Files
zulip/docs/subsystems/full-text-search.md
David Rosa 4ad47fd550 docs: Rename "operators" to "filters".
Changes all the uses of the word "operators" to "filters" in
contributor docs, help center, and landing page to align with
the updated help center documentation.
2022-12-09 13:52:13 -08:00

104 lines
3.1 KiB
Markdown

# Full-text search
Zulip supports full-text search, which can be combined arbitrarily
with Zulip's full suite of narrowing operators. By default, it only
supports English text, but there is an experimental
[PGroonga](https://pgroonga.github.io/) integration that provides
full-text search for all languages.
The user interface and feature set for Zulip's full-text search is
documented in the in-app "Search filters" reference which can be
accessed from the Zulip app's gear menu.
## The default full-text search implementation
Zulip uses [PostgreSQL's built-in full-text search
feature](https://www.postgresql.org/docs/current/textsearch.html),
with a custom set of English stop words to improve the quality of the
search results.
In order to optimize the performance of delivering messages, the
full-text search index is updated for newly sent messages in the
background, after the message has been delivered.

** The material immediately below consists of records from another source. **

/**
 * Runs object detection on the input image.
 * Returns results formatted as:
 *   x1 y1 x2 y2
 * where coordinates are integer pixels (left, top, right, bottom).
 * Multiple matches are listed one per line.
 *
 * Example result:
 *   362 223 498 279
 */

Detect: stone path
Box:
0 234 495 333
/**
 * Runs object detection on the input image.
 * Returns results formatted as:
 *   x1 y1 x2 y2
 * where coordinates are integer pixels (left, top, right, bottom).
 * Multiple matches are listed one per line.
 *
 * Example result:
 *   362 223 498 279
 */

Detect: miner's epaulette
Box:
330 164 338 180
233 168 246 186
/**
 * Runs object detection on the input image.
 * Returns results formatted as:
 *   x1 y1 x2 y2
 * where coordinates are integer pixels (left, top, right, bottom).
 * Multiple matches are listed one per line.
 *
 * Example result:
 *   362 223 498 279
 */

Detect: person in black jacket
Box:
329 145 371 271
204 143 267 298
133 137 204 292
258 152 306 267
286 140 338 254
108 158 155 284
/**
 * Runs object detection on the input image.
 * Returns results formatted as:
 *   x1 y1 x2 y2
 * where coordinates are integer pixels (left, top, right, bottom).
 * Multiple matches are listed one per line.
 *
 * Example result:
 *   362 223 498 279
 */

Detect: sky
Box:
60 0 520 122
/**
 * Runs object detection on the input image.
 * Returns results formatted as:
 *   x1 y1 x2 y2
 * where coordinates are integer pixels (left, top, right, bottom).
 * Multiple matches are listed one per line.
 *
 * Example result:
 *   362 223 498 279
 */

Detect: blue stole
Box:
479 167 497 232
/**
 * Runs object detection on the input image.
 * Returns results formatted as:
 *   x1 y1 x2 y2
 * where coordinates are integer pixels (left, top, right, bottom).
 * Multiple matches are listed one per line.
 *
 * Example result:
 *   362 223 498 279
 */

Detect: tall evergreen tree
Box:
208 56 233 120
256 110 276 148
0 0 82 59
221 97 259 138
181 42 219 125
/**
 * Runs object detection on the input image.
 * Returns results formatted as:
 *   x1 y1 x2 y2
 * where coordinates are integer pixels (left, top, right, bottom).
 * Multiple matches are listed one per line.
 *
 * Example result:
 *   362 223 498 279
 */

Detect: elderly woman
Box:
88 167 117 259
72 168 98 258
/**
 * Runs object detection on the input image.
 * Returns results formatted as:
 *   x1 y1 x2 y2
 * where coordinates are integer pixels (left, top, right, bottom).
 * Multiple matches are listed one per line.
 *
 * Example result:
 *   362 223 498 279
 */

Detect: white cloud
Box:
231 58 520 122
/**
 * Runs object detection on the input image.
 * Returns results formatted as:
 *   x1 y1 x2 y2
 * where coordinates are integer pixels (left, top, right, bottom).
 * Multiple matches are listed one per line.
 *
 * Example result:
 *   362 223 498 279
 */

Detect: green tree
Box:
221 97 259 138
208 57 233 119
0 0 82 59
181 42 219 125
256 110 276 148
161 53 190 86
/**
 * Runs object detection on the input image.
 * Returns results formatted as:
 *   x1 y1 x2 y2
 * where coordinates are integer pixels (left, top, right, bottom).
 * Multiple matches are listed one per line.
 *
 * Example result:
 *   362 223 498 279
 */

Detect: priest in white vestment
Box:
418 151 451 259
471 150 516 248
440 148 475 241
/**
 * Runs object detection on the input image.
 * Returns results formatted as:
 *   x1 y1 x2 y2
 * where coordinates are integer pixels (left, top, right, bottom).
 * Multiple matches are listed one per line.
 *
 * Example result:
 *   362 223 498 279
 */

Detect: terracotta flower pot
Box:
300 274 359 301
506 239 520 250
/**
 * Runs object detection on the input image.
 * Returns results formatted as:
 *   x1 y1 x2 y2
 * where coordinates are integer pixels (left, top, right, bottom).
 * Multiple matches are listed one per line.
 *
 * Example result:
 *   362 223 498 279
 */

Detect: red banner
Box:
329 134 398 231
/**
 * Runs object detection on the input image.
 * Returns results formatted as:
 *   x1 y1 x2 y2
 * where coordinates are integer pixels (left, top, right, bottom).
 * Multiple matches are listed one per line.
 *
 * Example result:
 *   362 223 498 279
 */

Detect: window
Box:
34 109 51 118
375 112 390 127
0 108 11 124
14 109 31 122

This background
updating is done by
`puppet/zulip/files/postgresql/process_fts_updates`, which is usually
deployed on the database server, but could be deployed on an
application server instead.
## Multi-language full-text search
Zulip also supports using [PGroonga](https://pgroonga.github.io/) for
full-text search. While PostgreSQL's built-in full-text search feature
supports only one language at a time (in Zulip's case, English), the
PGroonga full-text search engine supports all languages
simultaneously, including Japanese and Chinese. Once we have tested
this new backend sufficiently, we expect to switch Zulip deployments
to always use PGroonga.
### Enabling PGroonga
All steps in this section should be run as the `root` user; on most installs, this can be done by running `sudo -i`.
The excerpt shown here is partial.